Fitch Ratings has affirmed China Taiping Insurance Holdings Co Ltd’s (CTIH) Issuer Default Rating (IDR) at ‘BBB+'. The agency has also affirmed CTIH’s operating companies, Tai Ping Life Insurance Co Ltd (TPL) and Taiping Reinsurance Co Ltd (TPRe), at Insurer Financial Strength (IFS) ‘A-’ and ‘A’ respectively. The Outlook on all ratings is Stable. At the same time, CTIH’s senior unsecured notes, issued through China Taiping Capital Limited, have been affirmed at ‘BBB’.

The rating action follows the announcement by CTIH that its immediate parent, China Taiping Insurance Group (HK) Company Limited (TPG (HK)), has decided to extend USD570m of shareholder’s loans to CTIH. The funds will be used to support the business growth of CTIH’s operating subsidiaries in China and to finance the group’s general working capital.

The loans have an interest rate of 6.03% per annum and will come in two tranches - USD250mn of the loans will mature in 15 years while the remainder will mature in 10 years.

Fitch estimated that CTIH’s adjusted financial leverage will be around 46.3% on a pro-forma basis as at end of 1H13 after the injection of the proposed shareholder’s loans and the completion of an asset acquisition. In May 2013, CTIH said it would acquire assets for CNY10.6bn from TPG (HK) and its ultimate parent, China Taiping Insurance Group Co. (TPG). CTIH’s adjusted financial leverage stood at 40.8% at end-1H13.


The ratings affirmation reflects CTIH’s broad revenue sources, sound financial flexibility and ongoing growth of its subsidiaries in China. The ratings also consider the satisfactory operating performance of its insurance operating subsidiaries in both China and Hong Kong in 1H13.

CTIH intends to lower its adjusted financial leverage to below 40% over time.
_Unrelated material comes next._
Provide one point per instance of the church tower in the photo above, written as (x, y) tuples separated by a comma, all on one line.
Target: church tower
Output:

Fitch believes CTIH has the flexibility to do so by using internal resources after the restructuring.


Negative rating triggers for CTIH and its operating entities include the inability of the company to improve adjusted financial leverage to below 40% over time and lower interest coverage below 4x (FY12: 6.98x) on a consolidated basis for a prolong period.

Negative rating triggers for TPRe include deterioration in underwriting result with a combined ratio consistently greater than 100% (1H13: 86.2%) and significant change in its after-reinsurance catastrophe risk exposure, and for TPL, a reduction in local solvency ratio to below 150% (1H13: 223%) on a sustained basis.

An upgrade of CTIH and its operating entities in the near term is unlikely, given its high financial leverage and moderate capital position.